Je ne veux pas de cadavre icitte!
Ça faisait des années que je n'avais pas lu un grand roman noir. Je viens d'en lire un, époustouflant. Dans La Presse. Sous la plume de ma collègue Christiane Desjardins. Saut que c'est pas un roman, c'est une histoire vraie qui se lit comme un roman. Fasciné, j'ai demandé à ma collègue des détails supplémentaires, mais en gros, c'est bien la même histoire...
Je suppose que vous savez la différence entre un roman noir et un roman policier. Dans un roman policier, il y a un meurtrier et des flics. Dans le roman noir, il y a des gens normaux qui vivaient normalement au début de l'histoire, mais qui vont bien vite basculer dans l'horreur. Un roman policier commence souvent par un tueur en train d'exécuter un contrat. Un roman noir commence par un type qui cherche un coloc...
Antoine Lemieux menait une vie ordinaire dans son appartement de la rue Nicolet qu'il partageait avec sa soeur. Sa soeur devant aller étudier à Québec, Antoine se mit à chercher un nouveau colocataire. Il a pensé à ce type de la coop de l'UQAM qui était venu deux ou trois fois lui installer des logiciels. La dernière fois, le type avait dit qu'il pensait déménager. Comment il s'appelait déjà ? Louis, c'est ça, Louis Lafond. Un coloc avec une bonne job, l'idéal.
Affaire conclue. Antoine et Louis cohabitaient depuis un mois et demi, et tout allait bien. Ce soir-là, un lundi, Antoine devait aller promener le chien du voisin qui était parti en vacances. Il en a profité pour rendre visite à des amis, avec le chien. Il est rentré assez tard. Pendant qu'Antoine était allé promener le chien du voisin, Louis est allé aux putes. Il a rencontré France Beauregard et l'a ramenée à l'appartement.

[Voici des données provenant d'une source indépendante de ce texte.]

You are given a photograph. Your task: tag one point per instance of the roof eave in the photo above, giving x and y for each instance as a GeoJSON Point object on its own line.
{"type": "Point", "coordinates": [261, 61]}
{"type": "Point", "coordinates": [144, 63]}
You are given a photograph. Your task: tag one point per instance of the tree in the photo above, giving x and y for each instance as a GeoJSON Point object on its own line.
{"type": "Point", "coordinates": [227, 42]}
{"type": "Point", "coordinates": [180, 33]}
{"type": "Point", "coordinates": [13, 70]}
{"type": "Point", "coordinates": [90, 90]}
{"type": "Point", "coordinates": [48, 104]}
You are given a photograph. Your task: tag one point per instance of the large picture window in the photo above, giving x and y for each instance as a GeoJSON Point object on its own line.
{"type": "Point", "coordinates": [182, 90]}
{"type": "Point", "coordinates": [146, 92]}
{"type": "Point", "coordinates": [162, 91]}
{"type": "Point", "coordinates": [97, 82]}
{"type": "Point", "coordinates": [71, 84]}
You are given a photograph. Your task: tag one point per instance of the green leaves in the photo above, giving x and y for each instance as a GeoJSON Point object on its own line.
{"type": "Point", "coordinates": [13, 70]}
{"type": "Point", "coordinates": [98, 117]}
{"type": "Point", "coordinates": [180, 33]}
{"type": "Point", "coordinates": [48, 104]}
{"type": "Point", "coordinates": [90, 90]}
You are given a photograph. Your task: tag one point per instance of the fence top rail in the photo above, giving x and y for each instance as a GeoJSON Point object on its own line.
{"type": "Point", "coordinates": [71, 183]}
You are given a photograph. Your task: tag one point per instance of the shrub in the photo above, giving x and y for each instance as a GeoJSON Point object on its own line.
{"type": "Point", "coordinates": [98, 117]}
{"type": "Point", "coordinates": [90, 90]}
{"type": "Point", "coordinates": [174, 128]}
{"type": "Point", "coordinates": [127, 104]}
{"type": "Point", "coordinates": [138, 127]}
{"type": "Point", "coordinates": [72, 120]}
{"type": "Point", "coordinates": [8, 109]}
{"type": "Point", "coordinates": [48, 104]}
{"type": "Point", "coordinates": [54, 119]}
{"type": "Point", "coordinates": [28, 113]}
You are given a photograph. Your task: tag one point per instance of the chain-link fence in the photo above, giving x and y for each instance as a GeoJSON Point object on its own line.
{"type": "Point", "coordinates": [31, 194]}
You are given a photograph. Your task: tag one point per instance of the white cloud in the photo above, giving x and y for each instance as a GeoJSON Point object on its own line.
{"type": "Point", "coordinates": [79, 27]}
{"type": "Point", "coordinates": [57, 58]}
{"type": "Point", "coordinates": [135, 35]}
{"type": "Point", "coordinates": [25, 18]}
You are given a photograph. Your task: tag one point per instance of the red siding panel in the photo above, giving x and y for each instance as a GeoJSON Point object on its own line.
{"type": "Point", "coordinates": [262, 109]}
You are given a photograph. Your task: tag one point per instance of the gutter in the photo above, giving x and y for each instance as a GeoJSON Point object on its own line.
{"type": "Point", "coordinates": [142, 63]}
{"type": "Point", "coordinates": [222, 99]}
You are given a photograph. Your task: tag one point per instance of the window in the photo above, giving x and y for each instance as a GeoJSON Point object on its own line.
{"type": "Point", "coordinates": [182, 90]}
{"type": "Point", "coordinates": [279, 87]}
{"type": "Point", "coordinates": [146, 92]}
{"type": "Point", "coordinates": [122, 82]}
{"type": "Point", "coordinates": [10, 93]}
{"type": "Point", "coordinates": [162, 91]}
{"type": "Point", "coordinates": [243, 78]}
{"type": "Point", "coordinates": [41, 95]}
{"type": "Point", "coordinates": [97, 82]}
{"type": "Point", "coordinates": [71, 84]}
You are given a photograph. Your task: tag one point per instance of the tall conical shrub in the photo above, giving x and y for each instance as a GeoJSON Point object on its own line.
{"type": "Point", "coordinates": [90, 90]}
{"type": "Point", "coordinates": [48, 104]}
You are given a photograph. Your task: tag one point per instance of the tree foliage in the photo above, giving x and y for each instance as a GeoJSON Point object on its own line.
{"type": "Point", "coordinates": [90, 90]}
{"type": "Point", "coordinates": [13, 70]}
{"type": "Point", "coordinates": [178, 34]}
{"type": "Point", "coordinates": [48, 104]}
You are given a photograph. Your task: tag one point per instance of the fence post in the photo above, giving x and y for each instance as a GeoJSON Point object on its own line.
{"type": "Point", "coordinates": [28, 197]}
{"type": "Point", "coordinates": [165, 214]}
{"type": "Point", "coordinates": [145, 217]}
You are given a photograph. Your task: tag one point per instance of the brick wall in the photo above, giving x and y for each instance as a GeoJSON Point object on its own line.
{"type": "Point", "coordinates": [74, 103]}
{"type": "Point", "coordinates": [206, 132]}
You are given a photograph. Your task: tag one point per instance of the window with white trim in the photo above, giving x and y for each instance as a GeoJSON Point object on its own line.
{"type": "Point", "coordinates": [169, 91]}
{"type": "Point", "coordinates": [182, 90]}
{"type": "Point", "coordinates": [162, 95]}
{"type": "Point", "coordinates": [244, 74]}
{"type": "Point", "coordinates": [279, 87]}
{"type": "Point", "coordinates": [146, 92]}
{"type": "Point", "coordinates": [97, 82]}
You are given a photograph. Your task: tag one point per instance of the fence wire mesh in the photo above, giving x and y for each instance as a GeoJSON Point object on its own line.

Jusque-là, vous conviendrez avec moi que c'est un soir d'été ordinaire, à Montréal, dans le quartier dit de la Petite-Patrie. Même France Beauregard, la minuscule prostituée de l'histoire, a un petit côté domestique. Elle ne devait pas travailler ce soir-là, mais son fils de 14 ans voulait des patins à roulettes. Vous savez comme les ados peuvent être impatients. Il les voulait tout de suite, ses patins. Maman est allée faire une passe pour les acheter.
France tombe sur Louis qui la ramène à l'appartement et la tue. Pourquoi l'a-t-il tuée ? On ne sait pas. On va le savoir mardi prochain lors des représentations sur sentence. Louis a plaidé coupable Coup de folie ? Dope ? Dispute d'argent. Bref, il l'a tuée. Puis, il a enveloppé le cadavre dans des sacs à poubelle et rangé le paquet dans son placard.
Quand Antoine rentre, plus tard dans la nuit, il ne remarque rien. Le lendemain matin, Louis fait un gros lavage, trois grosses brassées, puis s'en va travailler. Et la vie continue. Boulot, party avec les amis le soir, la vie continue sauf qu'elle pue de plus en plus, même si Louis s'est mis à faire brûler de l'encens pour chasser les miasmes de la putréfaction.
Quinze jours plus tard, saoul et gelé, Louis raconte tout à Antoine. Et il lui montre la momie ficelée dans le placard... Le dialogue surréaliste qui suit, aucun scénariste au monde n'aurait osé l'écrire, il se serait fait aussitôt interner :
Antoine : Je veux pas te mettre dans la marde, mais je ne veux plus de cadavre icitte demain matin, tu m'entends ?
Louis : Et je le mets où ?
Antoine: M'en fous. Loue un char, va faire du camping avec, je ne veux plus le voir...
Louis: Je ne peux pas louer de char, j'ai pas mon permis de conduire.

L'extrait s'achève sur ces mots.